Around 30 million girls across 29 countries are at risk of FGM (Reuters)

It is estimated that 140 million women and girls are living with the consequences of female genital mutilation (FGM) and that at least 30 million are still vulnerable to the threat of being cut.

A report by the United Nations Population Fund and UNICEF found that, while fewer girls and women at are risk, the practice is still rife in many countries.

Released in conjunction with the International Day of Zero Tolerance of Female Genital Mutilation/Cutting on 6 February, the report looked at 29 countries where FGM takes place as a cultural practice.

Data from the United Nations showed that 36 per cent of girls aged between 15 and 19 have been cut, while 53 per cent of women aged between 45 and 49 have been subjected to FGM in the countries covered by the report.

Kenya has witnessed the biggest drop in the practice, with older women three times more likely to have been cut than younger girls.

Anthony Lake, UNICEF executive director, said: "This progress shows it is possible to end FGM/C.

"FGM/C is not only deeply wrong; we can and must end it to help millions of girls and women lead healthier lives."

Break cycle of discrimination

The World Health Organisation says FGM can cause severe bleeding, problems urinating, cysts, infections, infertility, complications in childbirth and increased risk of newborn death.

The UNICEF report found that 120 million women have been cut in the 29 countries examined. This suggests that 30 million girls under the age of 15 are still at risk.

In December last year, the UN General Assembly called for member states to intensify their efforts towards the elimination of FGM.

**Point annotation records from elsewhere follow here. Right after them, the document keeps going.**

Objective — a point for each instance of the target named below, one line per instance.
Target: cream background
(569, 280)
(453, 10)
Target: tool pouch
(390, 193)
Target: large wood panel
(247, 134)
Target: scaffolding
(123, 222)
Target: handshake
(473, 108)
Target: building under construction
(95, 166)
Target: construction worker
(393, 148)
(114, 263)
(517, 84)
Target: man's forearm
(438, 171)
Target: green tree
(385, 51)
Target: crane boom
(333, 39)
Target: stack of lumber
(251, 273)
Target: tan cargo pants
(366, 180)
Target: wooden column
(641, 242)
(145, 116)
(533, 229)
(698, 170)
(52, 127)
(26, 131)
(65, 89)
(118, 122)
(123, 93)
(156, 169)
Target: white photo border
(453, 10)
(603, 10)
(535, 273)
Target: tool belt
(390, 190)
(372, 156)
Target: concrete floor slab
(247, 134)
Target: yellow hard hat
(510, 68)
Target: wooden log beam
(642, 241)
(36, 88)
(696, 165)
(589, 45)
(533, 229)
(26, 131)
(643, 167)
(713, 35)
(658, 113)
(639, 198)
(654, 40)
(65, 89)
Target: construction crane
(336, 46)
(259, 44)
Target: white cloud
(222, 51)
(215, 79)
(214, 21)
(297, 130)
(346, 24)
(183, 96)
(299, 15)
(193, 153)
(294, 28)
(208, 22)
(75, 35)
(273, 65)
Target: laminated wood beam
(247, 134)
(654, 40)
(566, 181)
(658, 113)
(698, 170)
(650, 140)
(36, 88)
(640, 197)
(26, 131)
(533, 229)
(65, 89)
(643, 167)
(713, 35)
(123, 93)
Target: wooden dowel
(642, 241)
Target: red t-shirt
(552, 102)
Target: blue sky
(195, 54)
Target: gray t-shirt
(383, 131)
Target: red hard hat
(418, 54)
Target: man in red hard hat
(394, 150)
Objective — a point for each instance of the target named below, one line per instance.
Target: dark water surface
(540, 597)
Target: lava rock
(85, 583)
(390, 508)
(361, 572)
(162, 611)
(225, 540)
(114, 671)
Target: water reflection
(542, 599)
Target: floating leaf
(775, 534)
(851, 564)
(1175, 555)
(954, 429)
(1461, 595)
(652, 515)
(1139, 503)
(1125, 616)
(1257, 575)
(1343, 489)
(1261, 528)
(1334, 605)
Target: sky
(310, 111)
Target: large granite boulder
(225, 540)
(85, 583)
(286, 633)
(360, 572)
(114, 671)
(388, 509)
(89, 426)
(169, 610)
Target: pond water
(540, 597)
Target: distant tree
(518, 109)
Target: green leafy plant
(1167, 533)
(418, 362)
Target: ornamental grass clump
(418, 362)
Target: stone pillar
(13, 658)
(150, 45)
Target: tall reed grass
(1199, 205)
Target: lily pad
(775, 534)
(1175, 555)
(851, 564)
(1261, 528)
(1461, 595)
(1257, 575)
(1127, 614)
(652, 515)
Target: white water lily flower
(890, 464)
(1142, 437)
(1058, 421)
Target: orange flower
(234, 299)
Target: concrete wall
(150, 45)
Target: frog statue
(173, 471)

UNFPA and UNICEF said that, if political agreement on the prevention of FGM is translated into investment, the inhumane practice could become a thing of the past.

The report also demonstrated that attitudes towards FGM are changing among women in countries where the practice remains rife.

In Egypt, 90 percent of women are cut. However, the percentage of married women aged between 15 and 19 who think FGM should stop has doubled from 13 percent to 28 percent between 1995 and 2008.

Babatunde Osotimehin, executive director of UNFPA, said: "Empowered women and girls are key to breaking the cycle of discrimination and violence and for the promotion and protection of human rights, including sexual and reproductive health and reproductive rights.

"Working with governments and civil societies, UNFPA and UNICEF have successfully implemented a human rights-based and culturally sensitive approach to ending FGM/C."